きっと母も、祖母が魔女だったから魔女になったのだろう。二人とも魔法薬を扱う魔女だったから、私も魔法薬を扱うようになったのだ。
「なんていうか、ちょっと自分でも不思議でさ。魔女になるのが当たり前な家だったっていうか、子供の頃から魔法薬のこととか教えてもらってたし……なりたいからなったって言うより、ならないといけなかったってところかな。ほら、伝統とかそういうのがあるでしょ?」
「そうだったんですか……」
カルラちゃんは神妙な顔をしていた。もしかしたらちょっと私に気を使っているのかもしれない。
「あはは、ごめんね、こんな面白味のない答えで」
私が明るくそう言うと、カルラちゃんは小さく微笑した。
そんな折に、頼んでいたケーキが運ばれてくる。カルラちゃんのはチーズケーキで、私のはイチゴのショートケーキ。
イチゴのショートケーキはその名の通りイチゴがふんだんに使われていた。
イチゴが乗っているだけでなく、スポンジケーキの間に生クリームと共にイチゴが挟まれている。

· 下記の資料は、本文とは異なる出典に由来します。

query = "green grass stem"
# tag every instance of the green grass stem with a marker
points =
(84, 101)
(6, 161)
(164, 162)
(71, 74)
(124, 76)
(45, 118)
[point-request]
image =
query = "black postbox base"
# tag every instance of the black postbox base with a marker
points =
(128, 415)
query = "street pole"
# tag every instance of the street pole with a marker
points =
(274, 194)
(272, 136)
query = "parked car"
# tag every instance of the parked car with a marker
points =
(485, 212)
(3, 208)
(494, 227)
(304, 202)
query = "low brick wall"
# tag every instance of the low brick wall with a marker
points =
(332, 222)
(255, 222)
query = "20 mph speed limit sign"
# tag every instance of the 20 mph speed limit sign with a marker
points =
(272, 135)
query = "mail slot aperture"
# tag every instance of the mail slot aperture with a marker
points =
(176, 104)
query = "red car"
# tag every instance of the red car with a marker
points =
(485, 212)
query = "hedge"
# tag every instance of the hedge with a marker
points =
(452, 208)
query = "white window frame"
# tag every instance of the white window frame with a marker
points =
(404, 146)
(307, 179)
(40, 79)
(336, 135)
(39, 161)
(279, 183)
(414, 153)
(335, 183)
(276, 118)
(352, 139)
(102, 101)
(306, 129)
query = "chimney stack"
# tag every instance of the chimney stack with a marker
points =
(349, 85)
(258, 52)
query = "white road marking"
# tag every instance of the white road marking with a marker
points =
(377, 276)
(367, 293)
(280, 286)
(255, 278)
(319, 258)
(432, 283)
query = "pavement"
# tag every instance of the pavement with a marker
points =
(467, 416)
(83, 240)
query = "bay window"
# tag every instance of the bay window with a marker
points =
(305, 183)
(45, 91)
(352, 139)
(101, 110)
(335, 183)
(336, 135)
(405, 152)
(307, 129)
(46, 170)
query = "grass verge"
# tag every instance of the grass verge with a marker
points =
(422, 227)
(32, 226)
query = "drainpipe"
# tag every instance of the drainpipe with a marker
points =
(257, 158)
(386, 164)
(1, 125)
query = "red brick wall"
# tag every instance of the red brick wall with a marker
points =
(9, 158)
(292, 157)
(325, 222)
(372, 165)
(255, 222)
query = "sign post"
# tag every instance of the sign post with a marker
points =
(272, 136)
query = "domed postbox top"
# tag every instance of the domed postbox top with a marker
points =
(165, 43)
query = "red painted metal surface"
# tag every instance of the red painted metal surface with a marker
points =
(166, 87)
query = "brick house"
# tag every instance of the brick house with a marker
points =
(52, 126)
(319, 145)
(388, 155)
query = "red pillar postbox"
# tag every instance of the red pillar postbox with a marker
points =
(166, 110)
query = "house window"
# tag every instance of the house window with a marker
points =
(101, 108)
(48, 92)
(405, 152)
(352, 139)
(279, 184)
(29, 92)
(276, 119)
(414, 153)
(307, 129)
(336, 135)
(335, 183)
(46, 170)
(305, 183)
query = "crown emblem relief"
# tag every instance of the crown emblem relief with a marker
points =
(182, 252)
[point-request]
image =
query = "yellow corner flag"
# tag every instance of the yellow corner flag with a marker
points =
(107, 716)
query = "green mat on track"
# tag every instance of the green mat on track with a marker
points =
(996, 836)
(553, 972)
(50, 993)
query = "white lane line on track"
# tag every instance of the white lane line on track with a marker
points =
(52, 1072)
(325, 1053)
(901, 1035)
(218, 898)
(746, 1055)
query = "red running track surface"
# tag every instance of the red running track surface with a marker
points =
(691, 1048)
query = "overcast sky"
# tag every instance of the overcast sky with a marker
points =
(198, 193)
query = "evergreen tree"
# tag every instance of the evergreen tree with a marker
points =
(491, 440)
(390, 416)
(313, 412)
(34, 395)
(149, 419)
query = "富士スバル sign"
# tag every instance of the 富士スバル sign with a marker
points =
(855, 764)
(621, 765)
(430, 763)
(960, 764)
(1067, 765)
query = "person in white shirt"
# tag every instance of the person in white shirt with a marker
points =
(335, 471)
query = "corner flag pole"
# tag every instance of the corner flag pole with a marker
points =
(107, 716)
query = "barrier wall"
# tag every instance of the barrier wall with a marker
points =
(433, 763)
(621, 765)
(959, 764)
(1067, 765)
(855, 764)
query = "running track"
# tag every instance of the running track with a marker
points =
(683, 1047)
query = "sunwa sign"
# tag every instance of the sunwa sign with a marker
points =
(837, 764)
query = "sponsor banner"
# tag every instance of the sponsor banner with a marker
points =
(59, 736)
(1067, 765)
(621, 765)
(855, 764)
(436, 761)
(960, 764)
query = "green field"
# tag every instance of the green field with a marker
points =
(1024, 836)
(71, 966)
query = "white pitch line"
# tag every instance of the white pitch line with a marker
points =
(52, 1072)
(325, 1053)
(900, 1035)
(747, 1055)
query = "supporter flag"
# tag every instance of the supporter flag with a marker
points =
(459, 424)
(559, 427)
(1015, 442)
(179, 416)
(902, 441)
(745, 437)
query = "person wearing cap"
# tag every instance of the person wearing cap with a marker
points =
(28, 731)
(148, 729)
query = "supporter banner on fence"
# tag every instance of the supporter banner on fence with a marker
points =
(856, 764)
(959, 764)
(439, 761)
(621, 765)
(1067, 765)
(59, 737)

一口食べると、生クリームの甘さとイチゴの甘酸っぱさが口の中に広がっていく。
カルラちゃんがおすすめするお店だけあって、とてもおいしいケーキだ。
イチゴのショートケーキは、ケーキの王道とも言えるだろう。私も子供の頃から何度も食べたことがある。
だからだろうか、ちょっと一つだけ思い出したことがあった。
「……魔女になるのが当然だったけど、別に魔女になるのが嫌なわけではなかったよ」
カルラちゃんに向けてそう言うと、彼女は私の瞳を真っ直ぐに見つめた。
「なりたくなかったら、なるわけないもんね、普通。魔法薬を作るのは楽しかったし、きっと私は、魔女になるのが当たり前なんだって思ってしまうくらい魔女になりたかったんだよ」
自分の心は誰よりも分かっているようにみえて、はっきりとは言葉にできない。
だから、きっと。そんなあいまいな言葉でしか自分の心は表現できないのだ。
でも、だからこそ。私は当然のように魔女となるくらい……魔女になりたかったのだろう。
あいまいな言葉を使いながらも、そこに疑いはない。だって、自分の心に嘘なんてつけないのだから。
ケーキを食べた後にお店から出ると、ちょうど夕暮れ時に差しかかっていた。
「それでは、私は占いがあるので戻りますね」
「うん、がんばってね」
別れ際、去っていくカルラちゃんを見送っていると、彼女はふと私に振り向いた。
「リリアさんに、良い旅を」
カルラちゃんは明るく笑って、私に手を振った。私も手を振り返す。
誰にだって、譲れないものが一つはあるはずだ。当然、私にも。
やりたいから、やる。きっと私にとって譲れないものは、それなのだろう。
深い理由なんて必要ない。ただ、やりたいと思った。それだけで私には十分なのだ。
魔女になりたいと思った。弟子たちを育てるのも良いものだと思った。旅をしたいと思った。
私は単純な人間だから、その程度の浅い思いしかない。でも、それで十分だった。